The Juniata Valley Railroad is a short line that operates 11 miles of track in Mifflin County, Pennsylvania in the United States. It is part of the North Shore Railroad System.

The communities served include Lewistown (and the MCIDC industrial park), the unincorporated village of Maitland in Derry Township, and Burnham. All the track meets at Lewistown, with lines to the industrial park to the southwest, Maitland to the northeast (roughly parallel to U.S. Route 522), and Burnham to the northwest (roughly parallel to U.S. Route 322).

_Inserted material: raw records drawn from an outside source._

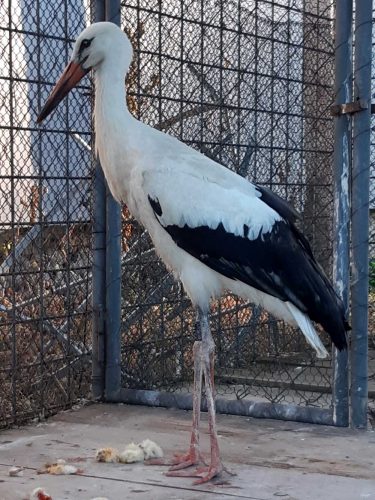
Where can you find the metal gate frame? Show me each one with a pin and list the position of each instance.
(351, 161)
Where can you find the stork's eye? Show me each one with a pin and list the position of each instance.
(85, 43)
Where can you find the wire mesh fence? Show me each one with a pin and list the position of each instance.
(250, 85)
(371, 374)
(45, 221)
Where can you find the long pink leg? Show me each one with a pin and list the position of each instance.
(193, 456)
(207, 358)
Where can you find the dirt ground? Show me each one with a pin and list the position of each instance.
(271, 459)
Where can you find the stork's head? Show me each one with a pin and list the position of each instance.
(96, 44)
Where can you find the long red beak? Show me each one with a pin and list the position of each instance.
(72, 74)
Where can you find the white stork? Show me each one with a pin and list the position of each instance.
(215, 230)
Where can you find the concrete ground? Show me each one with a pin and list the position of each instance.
(271, 459)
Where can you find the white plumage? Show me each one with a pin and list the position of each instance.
(215, 230)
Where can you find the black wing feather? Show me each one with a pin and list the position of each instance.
(279, 263)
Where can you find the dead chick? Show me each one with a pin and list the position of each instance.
(108, 455)
(39, 494)
(132, 453)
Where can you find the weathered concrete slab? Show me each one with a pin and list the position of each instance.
(271, 459)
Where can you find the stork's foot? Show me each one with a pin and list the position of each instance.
(179, 461)
(204, 474)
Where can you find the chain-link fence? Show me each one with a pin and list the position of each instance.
(372, 254)
(250, 85)
(45, 228)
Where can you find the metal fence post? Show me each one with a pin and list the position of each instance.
(99, 261)
(360, 212)
(113, 267)
(342, 164)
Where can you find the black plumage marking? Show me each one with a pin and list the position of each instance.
(279, 263)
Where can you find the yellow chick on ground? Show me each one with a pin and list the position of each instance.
(107, 455)
(131, 454)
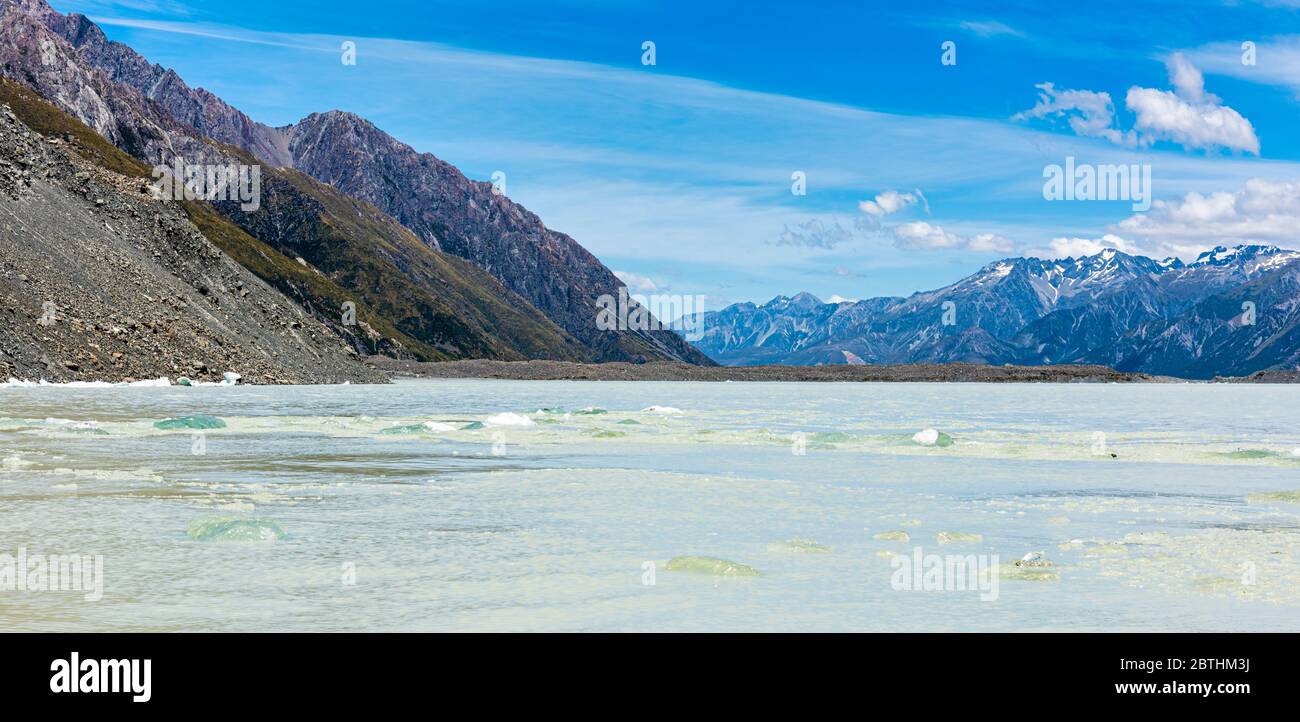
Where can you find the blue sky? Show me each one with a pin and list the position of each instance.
(679, 174)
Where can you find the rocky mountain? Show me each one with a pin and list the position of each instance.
(1113, 308)
(411, 301)
(100, 281)
(446, 211)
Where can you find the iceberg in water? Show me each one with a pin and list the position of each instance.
(196, 422)
(664, 410)
(710, 565)
(508, 419)
(932, 437)
(232, 528)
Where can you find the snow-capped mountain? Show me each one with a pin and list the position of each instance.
(1121, 310)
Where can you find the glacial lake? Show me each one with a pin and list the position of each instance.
(473, 505)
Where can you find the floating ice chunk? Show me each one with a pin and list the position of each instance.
(663, 410)
(1265, 497)
(710, 565)
(932, 437)
(1030, 567)
(195, 422)
(230, 528)
(1034, 560)
(151, 383)
(508, 419)
(801, 545)
(958, 537)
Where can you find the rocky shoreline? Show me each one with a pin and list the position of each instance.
(956, 372)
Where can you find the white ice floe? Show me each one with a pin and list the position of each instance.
(664, 410)
(932, 437)
(508, 419)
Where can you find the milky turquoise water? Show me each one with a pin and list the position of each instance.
(389, 508)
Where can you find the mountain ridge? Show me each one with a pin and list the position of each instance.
(447, 211)
(1127, 311)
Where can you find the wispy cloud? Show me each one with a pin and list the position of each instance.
(989, 27)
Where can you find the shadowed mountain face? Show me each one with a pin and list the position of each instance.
(411, 299)
(447, 212)
(100, 281)
(1131, 312)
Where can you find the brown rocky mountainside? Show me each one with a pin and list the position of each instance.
(447, 211)
(415, 301)
(100, 281)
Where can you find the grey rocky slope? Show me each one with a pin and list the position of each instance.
(427, 303)
(100, 281)
(1113, 308)
(440, 204)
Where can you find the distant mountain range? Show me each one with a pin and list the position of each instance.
(438, 266)
(1230, 312)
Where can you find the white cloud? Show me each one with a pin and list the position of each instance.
(814, 234)
(892, 202)
(1186, 115)
(923, 236)
(989, 27)
(1095, 119)
(1262, 212)
(636, 282)
(1078, 247)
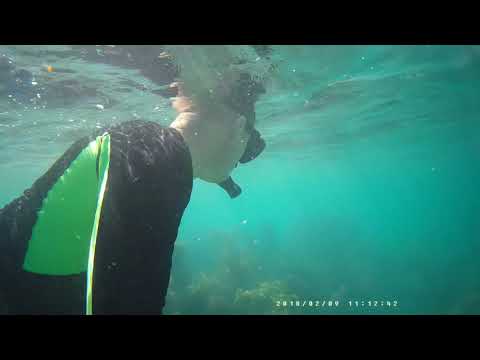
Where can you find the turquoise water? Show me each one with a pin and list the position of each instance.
(367, 191)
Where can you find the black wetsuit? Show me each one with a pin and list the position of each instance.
(149, 186)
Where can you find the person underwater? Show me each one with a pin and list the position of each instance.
(95, 233)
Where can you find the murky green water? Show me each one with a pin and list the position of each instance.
(368, 191)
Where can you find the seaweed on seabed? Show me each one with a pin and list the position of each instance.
(265, 299)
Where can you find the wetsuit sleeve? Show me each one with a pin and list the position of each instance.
(149, 187)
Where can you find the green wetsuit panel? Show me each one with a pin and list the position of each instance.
(61, 238)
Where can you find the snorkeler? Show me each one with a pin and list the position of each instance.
(95, 234)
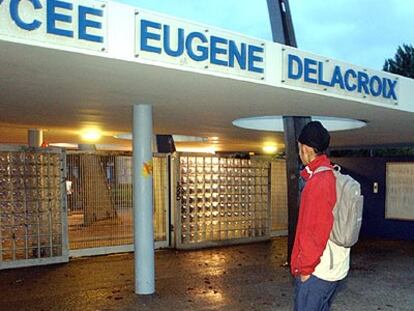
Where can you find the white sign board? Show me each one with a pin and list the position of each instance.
(309, 71)
(400, 191)
(167, 40)
(81, 24)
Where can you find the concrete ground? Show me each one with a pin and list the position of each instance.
(246, 277)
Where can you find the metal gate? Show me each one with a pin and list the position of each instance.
(221, 201)
(279, 198)
(100, 202)
(32, 207)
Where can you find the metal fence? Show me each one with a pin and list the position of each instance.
(100, 202)
(32, 207)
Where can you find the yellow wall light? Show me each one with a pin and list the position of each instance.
(91, 134)
(270, 148)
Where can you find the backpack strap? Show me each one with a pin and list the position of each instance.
(336, 168)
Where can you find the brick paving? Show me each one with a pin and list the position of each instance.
(245, 277)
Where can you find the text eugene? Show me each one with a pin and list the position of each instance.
(199, 47)
(309, 70)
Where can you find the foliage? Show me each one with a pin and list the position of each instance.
(403, 62)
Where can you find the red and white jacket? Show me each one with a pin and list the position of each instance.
(315, 221)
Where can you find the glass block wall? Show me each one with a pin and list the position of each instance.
(31, 222)
(222, 199)
(279, 198)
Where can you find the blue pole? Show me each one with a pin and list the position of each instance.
(143, 205)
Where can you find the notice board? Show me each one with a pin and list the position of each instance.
(399, 191)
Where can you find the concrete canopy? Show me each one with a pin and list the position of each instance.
(64, 89)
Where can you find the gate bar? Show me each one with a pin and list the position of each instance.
(143, 200)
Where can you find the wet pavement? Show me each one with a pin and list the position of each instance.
(245, 277)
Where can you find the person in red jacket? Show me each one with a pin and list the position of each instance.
(316, 262)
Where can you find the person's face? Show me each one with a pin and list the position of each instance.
(306, 154)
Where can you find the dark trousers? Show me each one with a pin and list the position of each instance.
(314, 294)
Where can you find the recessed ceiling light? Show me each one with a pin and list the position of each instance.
(275, 123)
(176, 138)
(269, 148)
(91, 134)
(210, 149)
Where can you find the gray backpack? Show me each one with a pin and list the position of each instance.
(347, 210)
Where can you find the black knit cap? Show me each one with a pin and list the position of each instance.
(315, 135)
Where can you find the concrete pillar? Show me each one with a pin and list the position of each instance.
(35, 138)
(143, 201)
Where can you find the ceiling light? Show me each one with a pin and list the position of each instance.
(91, 134)
(275, 123)
(211, 150)
(64, 145)
(270, 148)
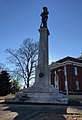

The system has trackage rights via the Norfolk Southern Railway, interchanging with the Pittsburgh Line at Lewistown.

==History==
The line operated by the Juniata Valley Railroad was a Penn Central Railroad line that was taken over by Conrail. SEDA-COG JRA (Susquehanna Economic Development Association - Council of Governments Joint Rail Authority) was formed in July, 1983 to continue to provide rail service to communities whose rail lines Conrail had decided to abandon. In 1996 the JRA took over the line when Conrail abandoned it, and the Juniata Valley Railroad was born as its fourth railroad.